Jo has both a writing space and a “scribbling suit” in the book. What does your writing space look like? What’s your favorite scribbling suit?
It depends what I am writing. Poems I tend to write by hand in a little journal. I write them wherever I happen to be when I get an idea: on my couch, in bed, in the car (but not while driving), or at a coffee shop. I do the first revision in the journal before typing the poem on my computer. If I’m working on an article or something scholarly, though, I like to be in my office. I usually sit on a big rubber ball, and I might bounce around a bit while I’m thinking through an idea. Sometimes I wear earplugs to turn my focus inward. My desk is always cluttered and there are normally tall stacks of papers and books around me. I like to look out the window and at my bookshelves as I work. I keep photos of family, friends, former students, pets, and favorite authors around me, but sometimes I can’t even see them because my piles are too tall. About twice a year, I put everything away and enjoy the orderly splendor of a bare desk.
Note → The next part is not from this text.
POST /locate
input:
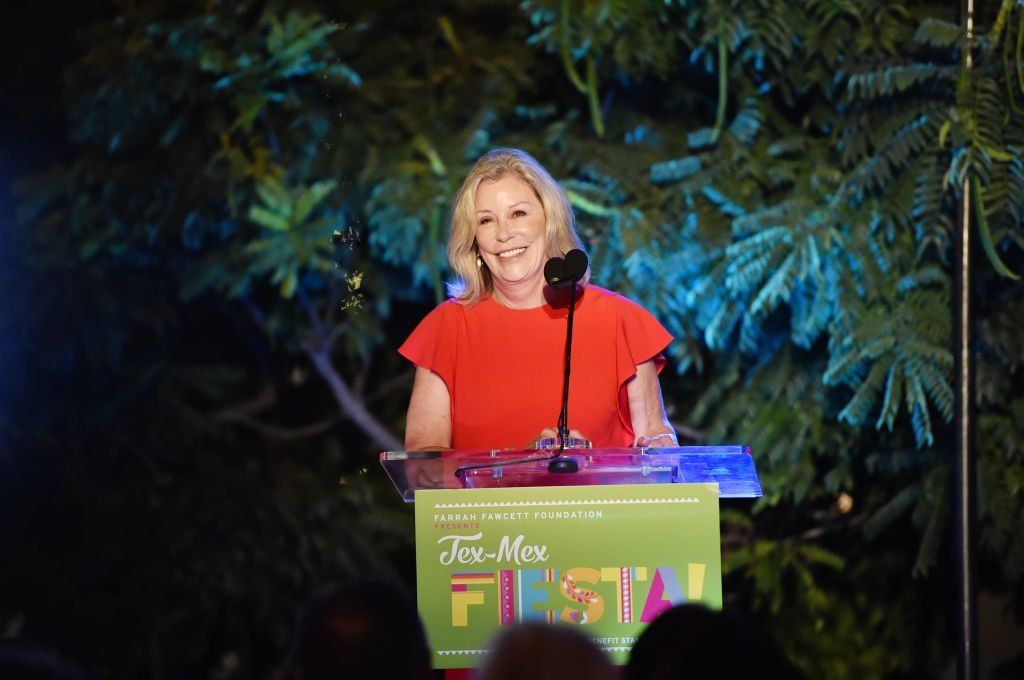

My desk usually doesn’t stay clean for much more than a week, and I think I probably do my best writing when it’s at its messiest. My favorite scribbling suit is anything that involves “soft pants” with no buttons or zippers.
Tell us about the sisters, or sister figures, in your life.
My sister Kendra is the coolest. She’s a couple years younger than me, and she has lived in Australia, the Philippines, China, England, and India. She’s an incredible teacher, literacy coach, and curriculum developer. She’s ridiculously good at everything. She’s one of those enviable women who run in races and always remembers their reusable bags, and on top of that, she’s bighearted, generous, and funny. When we were younger, I was the uptight one and she was really relaxed. As we’ve gotten older, she’s become a little more disciplined and I’m more laid back. We’ve both found a comfy middle place.
Marlowe Daly teaches American literature, writing, and interdisciplinary humanities
classes at Lewis-Clark State College. She lives with her family in Lewiston, Idaho, where she devotes large amounts of her time to walking along the Snake River with her dog. She has spent years thinking about Louisa May Alcott’s fascination with the problems of being a professional woman writer in the nineteenth century. Marlowe’s work has been published in ESQ, Pedagogy in American Literary Studies, The Blue Hour, Northern Cardinal Review, and Bone Parade.